The Walking Day From Hell
Today we
walked from Yak Karka to High Camp. It took around four hours to walk, but felt
much, much longer than the usual days because I think that I have AMS.
Breathing has become such a struggle, which makes me dizzy, then leads to me
feeling nauseated. A lot of the walking today was in fact climbing, which made
it even harder, but is something I need to get used to because tomorrow when we
go over the pass it will be a ten hour day with the first three plus hours,
climbing up to it. After that it plateaus for the short span of a few hours. I
think that part of it is windy and cold, probably with a little snow covering.
After that we start our descent down to Muktinath and about ten minutes from
there, the village where we will be sleeping.
There were so many trekkers on the
trail today, all either heading to Thorong Phedi, or making the strenuous climb
up to High Camp like we did. I met a group of French trekkers when we were
stopped at Thorong Phedi for a bowl of soup and hot cup of black tea. They were
staying down below, which was probably for the better since the guesthouse at
High Camp has filled up, us being some of the last, putting me in the lowest
house, which means the furthest climb to the dining hall and the trailhead
tomorrow. Even with the sickness I was complimented on being a strong walker,
and beat all of the others to the top that were on the hill when we started.

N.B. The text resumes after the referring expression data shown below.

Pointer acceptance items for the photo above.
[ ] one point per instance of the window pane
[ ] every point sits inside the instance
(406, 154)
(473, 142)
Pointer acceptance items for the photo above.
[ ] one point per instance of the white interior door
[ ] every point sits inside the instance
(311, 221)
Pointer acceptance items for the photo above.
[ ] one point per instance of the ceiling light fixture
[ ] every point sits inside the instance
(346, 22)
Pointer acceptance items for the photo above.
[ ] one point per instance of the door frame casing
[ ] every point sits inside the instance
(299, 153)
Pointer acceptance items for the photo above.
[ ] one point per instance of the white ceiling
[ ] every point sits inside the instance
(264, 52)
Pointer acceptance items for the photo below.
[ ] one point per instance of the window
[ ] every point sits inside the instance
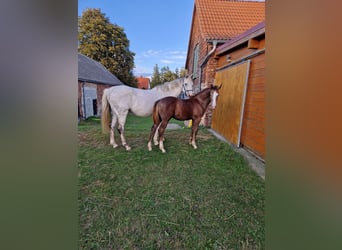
(195, 62)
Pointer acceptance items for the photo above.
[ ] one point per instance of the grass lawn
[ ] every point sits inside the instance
(185, 199)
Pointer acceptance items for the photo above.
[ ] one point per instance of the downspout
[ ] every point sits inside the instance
(206, 60)
(84, 107)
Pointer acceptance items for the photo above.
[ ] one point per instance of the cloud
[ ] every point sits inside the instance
(146, 60)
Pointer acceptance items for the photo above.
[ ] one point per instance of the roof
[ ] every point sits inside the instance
(224, 19)
(90, 70)
(143, 82)
(253, 32)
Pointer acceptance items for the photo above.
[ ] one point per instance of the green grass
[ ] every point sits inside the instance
(185, 199)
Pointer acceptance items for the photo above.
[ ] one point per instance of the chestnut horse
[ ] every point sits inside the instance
(172, 107)
(117, 101)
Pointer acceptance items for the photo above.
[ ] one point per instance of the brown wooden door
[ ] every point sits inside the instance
(228, 114)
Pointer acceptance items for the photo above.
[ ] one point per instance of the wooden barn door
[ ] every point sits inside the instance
(228, 114)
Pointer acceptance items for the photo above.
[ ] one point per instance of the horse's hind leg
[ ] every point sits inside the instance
(161, 135)
(112, 130)
(121, 129)
(155, 137)
(154, 131)
(194, 130)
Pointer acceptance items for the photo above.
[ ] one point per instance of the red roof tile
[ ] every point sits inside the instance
(224, 19)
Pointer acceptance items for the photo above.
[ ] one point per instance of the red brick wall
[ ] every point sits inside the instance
(208, 69)
(99, 94)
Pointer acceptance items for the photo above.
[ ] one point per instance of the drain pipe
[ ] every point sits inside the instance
(206, 60)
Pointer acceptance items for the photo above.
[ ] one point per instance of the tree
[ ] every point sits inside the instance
(106, 43)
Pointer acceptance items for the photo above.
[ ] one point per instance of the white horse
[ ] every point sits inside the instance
(122, 99)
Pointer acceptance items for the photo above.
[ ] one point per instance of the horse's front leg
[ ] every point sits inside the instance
(155, 137)
(121, 129)
(193, 134)
(112, 135)
(161, 130)
(154, 134)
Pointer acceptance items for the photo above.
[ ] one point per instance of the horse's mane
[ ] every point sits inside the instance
(168, 85)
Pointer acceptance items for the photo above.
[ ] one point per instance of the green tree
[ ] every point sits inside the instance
(106, 43)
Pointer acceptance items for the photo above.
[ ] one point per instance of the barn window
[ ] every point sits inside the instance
(195, 62)
(94, 106)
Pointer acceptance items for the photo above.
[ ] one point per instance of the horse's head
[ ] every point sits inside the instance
(214, 93)
(188, 85)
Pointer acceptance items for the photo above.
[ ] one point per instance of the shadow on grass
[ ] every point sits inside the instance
(185, 199)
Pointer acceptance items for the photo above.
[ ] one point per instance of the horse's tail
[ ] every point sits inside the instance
(105, 114)
(155, 115)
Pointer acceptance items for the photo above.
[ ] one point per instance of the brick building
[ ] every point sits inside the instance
(143, 82)
(214, 22)
(93, 78)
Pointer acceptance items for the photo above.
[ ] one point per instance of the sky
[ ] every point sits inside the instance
(158, 30)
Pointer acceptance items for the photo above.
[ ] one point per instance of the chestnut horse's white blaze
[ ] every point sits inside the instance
(171, 107)
(122, 99)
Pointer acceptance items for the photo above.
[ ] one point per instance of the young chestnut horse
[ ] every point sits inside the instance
(172, 107)
(122, 99)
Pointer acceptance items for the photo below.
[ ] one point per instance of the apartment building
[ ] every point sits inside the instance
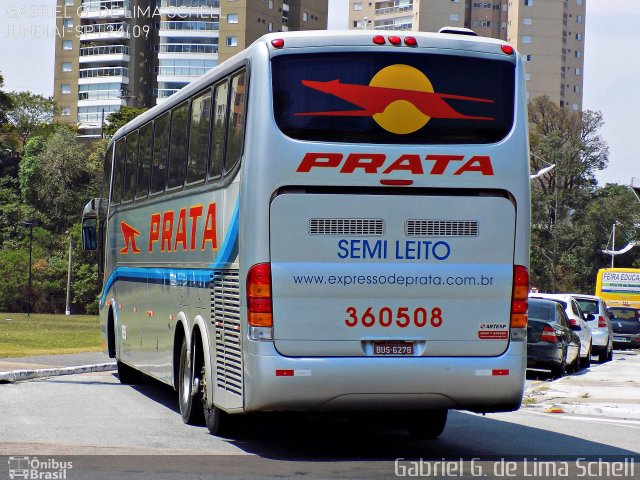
(112, 53)
(548, 33)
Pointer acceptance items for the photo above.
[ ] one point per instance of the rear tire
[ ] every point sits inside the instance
(128, 375)
(190, 402)
(560, 371)
(606, 355)
(426, 425)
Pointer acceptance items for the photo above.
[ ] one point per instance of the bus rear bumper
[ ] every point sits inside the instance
(479, 384)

The good thing about today, and the
last few days for that matter, is that it has been incredibly sunny and
beautiful. The light of the sun warms you up, and I’ve actually been too hot
walking every day to wear my winter coat. I wear a long sleeve shirt, one of my
fleeces, and then my green rain jacket to keep off the wind, and it is working
out just fine. This makes me less worried about the pass, considering the climb
that is going to warm me up in the beginning. This then leads me to be a little
worried about sweating, which makes my clothes wet, then when stopped, makes me
cold. I know I am rambling; it is hard to keep the words straight in my mind
right now.
It feels like a constant dizziness
I can’t shake, plus it’s still a bit off trying to breath. Chandra came to my
room earlier when I was organizing my stuff and changing into clean clothes that
I will be wearing for the next few days and told me not to sleep. He said that
if I nap now I would get a terrible headache so I need to force myself to stay
awake until night. The dizziness is making me sleepy, plus I woke up about a
million and one times last night. I think others are experiencing AMS too
though, for everyone looks tired here in the lodge. I am dreading when the sun
sets, it is going to be absolutely freezing up here. I set everything out for
tomorrow and put on all of my layers when it was still warm. I am wearing two
long sleeve shirts, my white fleece, and my warm jacket, and then normal cotton
leggings, my fleece leggings, and my warmer trekking pants on bottom.
We leave tomorrow morning around
six, maybe earlier, and I plan to put on my other fleece, wrap my wool shawl
around me, my neck warmer, fleece headband, both gloves, and hope for the best.
I think that I’ll be okay if I just keep moving. This will be my last entry for
a few days, it will be too cold tomorrow to write/I will be exhausted by the
time I get in tomorrow. They say this is the hardest part and I know that is
true. It’s almost the end and after two days I will have to decide whether I want
to keep going on to Poon Hill or not. Right now I am tired and cold, and sick,
but hopefully my feelings will improve.